A car was hijacked, set on fire and left blocking the Crumlin Road, and a van was hijacked and burned on the Ballygomartin Road.
The hijackings came as police searched a number of houses in the Highfield area in the hunt for those behind three-days of street violence following a controversial Orange march on Saturday.
One person was arrested, said a police spokeswoman.
Highfield is where the Police Service of Northern Ireland (PSNI) said it discovered a bomb-making factory at the weekend. It is also the home district of a man who appeared in court following the violence charged with possession of seven guns and bomb-making equipment.
Ulster Unionist Party leader Sir Reg Empey met Northern Ireland Secretary Peter Hain at Stormont to discuss the violence and urged him to get out on the streets of the city to gauge loyalists' feelings.
Sir Reg said: "There is no point in confining his meetings to opinion-formers or the great and the good of this country. He has to get out on the ground and see for himself and we have made specific invitations to him today to do so."
Mr Hain should have engaged directly with the communities at an earlier stage, said Sir Reg.
"He must listen to their concerns and enter into dialogue with opinion-formers at a grass roots level. He must understand that the sense of alienation felt by ordinary unionists is profound," he added.
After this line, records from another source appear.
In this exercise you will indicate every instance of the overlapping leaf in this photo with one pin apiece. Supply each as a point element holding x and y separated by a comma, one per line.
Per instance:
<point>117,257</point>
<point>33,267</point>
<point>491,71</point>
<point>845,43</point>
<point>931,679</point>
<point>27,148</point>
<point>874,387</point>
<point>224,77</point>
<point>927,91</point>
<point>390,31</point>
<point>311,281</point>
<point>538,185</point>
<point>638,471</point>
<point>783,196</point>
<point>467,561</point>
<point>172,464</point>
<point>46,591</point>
Sir Reg said he also raised unionist concerns over the "dangerous political vacuum", and the plans of the British and US governments to hold a policing conference early in the new year. Unionists fear the conference is the forerunner to fresh policing reforms - despite denials from both governments.
Mr Hain was also meeting Democratic Unionist leader the Rev Ian Paisley and Alliance leader David Ford.